There is a thread that reads out the one-wire sensors (startGetOnewireData). We need to replace this thread with one that reads out the new sensors.

Each sensor has two thresholds: Alarm upper and Warning upper - these will be incremental values above ambient. Dan has decided the application only cares about high temps, and maybe not even warnings.
The command to set the alarm thresholds will be SETAL ,,,,,25,, and there will likely be a GETAL command as well.

The remote power sensor is used in the module src/init/init_server.c
Currently, to turn on, it sends a 1 to the pio filename and a 0 to turn off.

and the temperature and humidity reading in module
src/onewire/onewire.c

The humidity sensor is read out in function readoutDS2450()
and this function will no longer be needed (also manageDS2450() ).

The getAGWData module must be modified to use a different data structure (defined in src/agwcomm.h). The getdata client and the GCS both use the getAGWData information. This is a problem, since modifying the GCS introduces complications.

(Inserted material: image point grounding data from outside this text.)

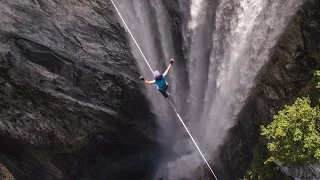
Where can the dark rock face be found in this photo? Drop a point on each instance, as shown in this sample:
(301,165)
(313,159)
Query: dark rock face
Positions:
(289,70)
(70,105)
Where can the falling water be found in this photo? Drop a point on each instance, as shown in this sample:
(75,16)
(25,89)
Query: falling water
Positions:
(225,43)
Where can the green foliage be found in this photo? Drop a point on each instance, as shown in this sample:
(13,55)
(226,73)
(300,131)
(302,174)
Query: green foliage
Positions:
(261,171)
(318,75)
(294,134)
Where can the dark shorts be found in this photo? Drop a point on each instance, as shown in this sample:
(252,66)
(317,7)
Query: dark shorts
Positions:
(163,91)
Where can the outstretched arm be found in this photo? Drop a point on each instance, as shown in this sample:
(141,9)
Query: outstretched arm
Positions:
(169,67)
(145,81)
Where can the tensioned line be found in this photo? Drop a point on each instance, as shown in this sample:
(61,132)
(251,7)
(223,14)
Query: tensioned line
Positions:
(169,99)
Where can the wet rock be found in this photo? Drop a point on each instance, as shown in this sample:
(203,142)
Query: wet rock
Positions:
(280,81)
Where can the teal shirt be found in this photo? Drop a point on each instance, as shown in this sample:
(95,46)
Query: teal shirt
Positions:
(162,83)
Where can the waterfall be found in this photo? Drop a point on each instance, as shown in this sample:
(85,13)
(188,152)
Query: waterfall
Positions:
(225,44)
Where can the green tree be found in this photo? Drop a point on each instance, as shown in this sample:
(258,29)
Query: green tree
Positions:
(259,170)
(294,134)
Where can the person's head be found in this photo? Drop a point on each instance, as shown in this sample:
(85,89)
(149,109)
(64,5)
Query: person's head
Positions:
(157,75)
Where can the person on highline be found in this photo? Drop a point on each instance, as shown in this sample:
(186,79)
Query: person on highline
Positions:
(160,80)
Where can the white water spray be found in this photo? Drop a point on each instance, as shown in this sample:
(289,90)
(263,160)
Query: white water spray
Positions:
(226,43)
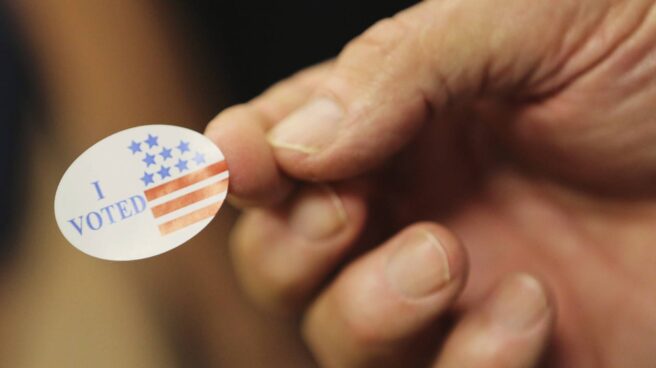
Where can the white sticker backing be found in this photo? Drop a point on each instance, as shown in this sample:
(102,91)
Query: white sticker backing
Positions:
(141,192)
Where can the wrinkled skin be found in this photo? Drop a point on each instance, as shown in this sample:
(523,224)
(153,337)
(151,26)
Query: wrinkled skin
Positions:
(539,154)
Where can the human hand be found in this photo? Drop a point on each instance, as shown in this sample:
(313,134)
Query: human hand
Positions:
(526,129)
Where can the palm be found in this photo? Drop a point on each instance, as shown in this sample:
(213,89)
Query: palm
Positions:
(515,213)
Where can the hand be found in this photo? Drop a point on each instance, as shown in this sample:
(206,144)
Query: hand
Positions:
(527,129)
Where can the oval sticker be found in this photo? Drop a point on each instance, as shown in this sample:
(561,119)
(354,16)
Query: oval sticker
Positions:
(141,192)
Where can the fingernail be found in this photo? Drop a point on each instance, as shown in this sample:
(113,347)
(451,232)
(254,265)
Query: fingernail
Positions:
(419,267)
(310,128)
(520,303)
(317,214)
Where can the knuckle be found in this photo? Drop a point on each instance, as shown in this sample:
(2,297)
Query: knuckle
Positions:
(363,321)
(266,281)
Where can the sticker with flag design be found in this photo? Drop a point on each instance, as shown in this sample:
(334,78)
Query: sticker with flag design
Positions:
(141,192)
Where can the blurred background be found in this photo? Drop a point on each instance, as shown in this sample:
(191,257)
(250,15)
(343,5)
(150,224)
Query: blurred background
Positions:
(73,72)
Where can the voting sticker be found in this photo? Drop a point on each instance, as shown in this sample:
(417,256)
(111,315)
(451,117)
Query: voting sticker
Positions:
(141,192)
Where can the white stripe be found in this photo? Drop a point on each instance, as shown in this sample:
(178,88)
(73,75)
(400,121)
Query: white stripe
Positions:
(191,208)
(188,189)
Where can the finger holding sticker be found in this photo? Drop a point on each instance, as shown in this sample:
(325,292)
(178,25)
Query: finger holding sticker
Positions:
(141,192)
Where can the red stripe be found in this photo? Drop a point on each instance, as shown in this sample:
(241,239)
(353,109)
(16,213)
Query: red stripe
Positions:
(189,219)
(189,198)
(187,180)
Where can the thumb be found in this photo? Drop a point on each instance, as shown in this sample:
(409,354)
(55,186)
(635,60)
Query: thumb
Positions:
(387,82)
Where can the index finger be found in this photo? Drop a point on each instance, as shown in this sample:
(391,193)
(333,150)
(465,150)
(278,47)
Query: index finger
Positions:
(240,131)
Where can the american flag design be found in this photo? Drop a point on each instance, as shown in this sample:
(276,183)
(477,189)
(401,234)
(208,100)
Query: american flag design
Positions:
(141,192)
(181,187)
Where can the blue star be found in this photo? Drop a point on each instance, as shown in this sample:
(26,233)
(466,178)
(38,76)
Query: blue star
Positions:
(182,165)
(166,153)
(183,146)
(149,159)
(135,147)
(164,171)
(148,179)
(199,158)
(151,141)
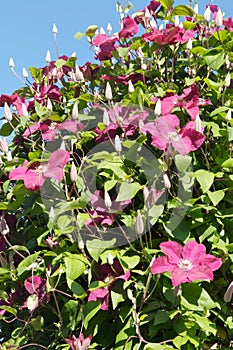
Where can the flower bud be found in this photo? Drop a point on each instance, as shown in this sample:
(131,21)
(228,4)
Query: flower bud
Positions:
(75,111)
(219,18)
(158,108)
(139,223)
(7,112)
(48,57)
(73,173)
(228,115)
(106,119)
(25,73)
(117,144)
(166,181)
(228,295)
(130,87)
(108,92)
(11,63)
(55,30)
(207,14)
(107,200)
(3,145)
(228,80)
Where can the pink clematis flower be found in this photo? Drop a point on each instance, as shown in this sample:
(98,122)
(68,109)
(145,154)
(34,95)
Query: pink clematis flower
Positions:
(108,274)
(165,134)
(186,263)
(48,128)
(79,343)
(34,175)
(129,28)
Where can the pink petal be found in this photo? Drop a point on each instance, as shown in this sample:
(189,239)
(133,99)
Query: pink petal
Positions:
(194,252)
(161,264)
(173,250)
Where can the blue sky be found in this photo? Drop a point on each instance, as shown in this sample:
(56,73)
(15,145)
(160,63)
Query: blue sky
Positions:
(26,30)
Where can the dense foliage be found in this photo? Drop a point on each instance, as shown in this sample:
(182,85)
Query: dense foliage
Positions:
(116,190)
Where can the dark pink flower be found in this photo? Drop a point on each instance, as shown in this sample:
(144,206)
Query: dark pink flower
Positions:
(48,128)
(165,133)
(130,28)
(79,343)
(108,274)
(186,263)
(34,175)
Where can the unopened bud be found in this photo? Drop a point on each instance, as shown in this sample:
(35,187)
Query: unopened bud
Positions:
(73,173)
(117,144)
(139,223)
(189,44)
(130,87)
(11,63)
(7,112)
(219,18)
(228,115)
(107,200)
(158,108)
(55,30)
(108,92)
(48,57)
(25,73)
(228,295)
(75,111)
(166,181)
(198,126)
(228,80)
(106,119)
(207,14)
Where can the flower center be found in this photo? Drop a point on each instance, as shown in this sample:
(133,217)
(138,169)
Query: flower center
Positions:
(185,264)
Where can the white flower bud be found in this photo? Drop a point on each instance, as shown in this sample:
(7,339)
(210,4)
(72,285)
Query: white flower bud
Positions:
(166,181)
(48,57)
(219,18)
(139,223)
(25,73)
(189,44)
(109,28)
(207,14)
(228,295)
(117,144)
(158,108)
(106,119)
(107,200)
(73,173)
(7,112)
(228,115)
(108,92)
(130,87)
(228,80)
(11,63)
(55,30)
(75,111)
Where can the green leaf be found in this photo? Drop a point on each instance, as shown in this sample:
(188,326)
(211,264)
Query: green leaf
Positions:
(183,10)
(128,191)
(75,266)
(205,179)
(167,4)
(215,59)
(95,247)
(216,196)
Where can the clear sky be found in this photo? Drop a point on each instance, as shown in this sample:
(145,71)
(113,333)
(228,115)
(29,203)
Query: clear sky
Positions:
(26,30)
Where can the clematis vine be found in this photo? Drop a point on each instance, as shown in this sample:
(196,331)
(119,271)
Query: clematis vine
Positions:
(186,263)
(49,128)
(35,174)
(108,274)
(165,134)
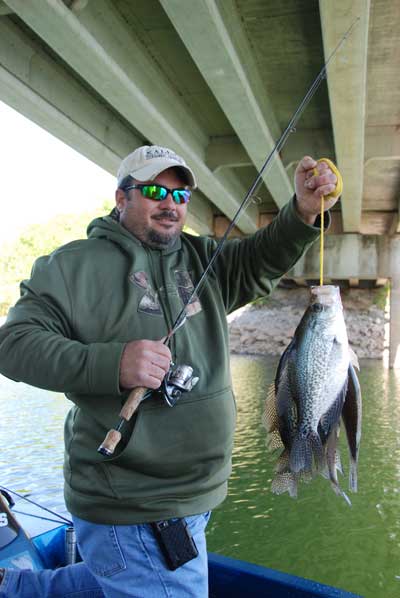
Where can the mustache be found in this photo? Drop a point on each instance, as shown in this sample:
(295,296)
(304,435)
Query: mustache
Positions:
(170,214)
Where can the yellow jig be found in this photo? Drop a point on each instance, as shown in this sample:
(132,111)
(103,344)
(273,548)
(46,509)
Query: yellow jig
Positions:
(335,193)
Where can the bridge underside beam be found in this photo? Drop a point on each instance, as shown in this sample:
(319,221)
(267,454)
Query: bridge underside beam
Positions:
(348,257)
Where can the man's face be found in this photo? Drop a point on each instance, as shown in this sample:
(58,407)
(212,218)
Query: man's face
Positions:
(156,223)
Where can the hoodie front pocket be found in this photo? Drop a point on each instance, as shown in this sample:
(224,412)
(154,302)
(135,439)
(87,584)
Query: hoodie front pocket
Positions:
(173,451)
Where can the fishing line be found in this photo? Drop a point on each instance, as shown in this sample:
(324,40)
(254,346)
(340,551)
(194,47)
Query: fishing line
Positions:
(136,395)
(321,244)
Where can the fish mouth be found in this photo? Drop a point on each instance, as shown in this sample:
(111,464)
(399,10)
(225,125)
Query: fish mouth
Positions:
(327,294)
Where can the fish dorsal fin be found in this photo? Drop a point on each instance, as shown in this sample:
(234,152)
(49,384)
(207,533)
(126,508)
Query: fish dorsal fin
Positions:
(353,359)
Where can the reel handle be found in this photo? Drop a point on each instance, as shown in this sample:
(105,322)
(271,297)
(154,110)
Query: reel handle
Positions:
(113,436)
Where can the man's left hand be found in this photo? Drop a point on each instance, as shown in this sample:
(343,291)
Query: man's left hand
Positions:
(310,187)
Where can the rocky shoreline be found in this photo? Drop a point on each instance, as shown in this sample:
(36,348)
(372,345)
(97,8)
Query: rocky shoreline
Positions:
(267,329)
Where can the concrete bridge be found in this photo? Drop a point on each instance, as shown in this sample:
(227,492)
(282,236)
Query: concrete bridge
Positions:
(218,81)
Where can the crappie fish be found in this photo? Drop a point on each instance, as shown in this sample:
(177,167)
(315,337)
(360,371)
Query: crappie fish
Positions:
(315,387)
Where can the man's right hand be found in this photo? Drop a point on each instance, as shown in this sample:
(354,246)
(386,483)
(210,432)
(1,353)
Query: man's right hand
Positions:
(144,363)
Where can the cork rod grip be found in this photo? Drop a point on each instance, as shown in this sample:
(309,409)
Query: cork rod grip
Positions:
(113,436)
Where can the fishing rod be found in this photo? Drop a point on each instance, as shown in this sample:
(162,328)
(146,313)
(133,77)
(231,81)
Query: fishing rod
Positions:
(180,379)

Since the src/onewire/onewire.c module runs a looping thread, it is probably simpler to just keep it the way it is (the name could be changed if desired), and read out the power state and all the new temperatures. The new readout commands will need a network send/receive system, with the usual complications of closed sockets, no connection, etc., although Dan is supposed to have example code that works.

There will be new command(s) to set the temperature thresholds that control automatic power down. Adding a new command is a chore; at least the following must be modified (Linux RPC is used):

   src/oacontrol.c
   src/oacserver.c
   src/"newcommand" 

If it is necessary to add new items in oacontrol.conf, the parser (src/parser/) must be modified.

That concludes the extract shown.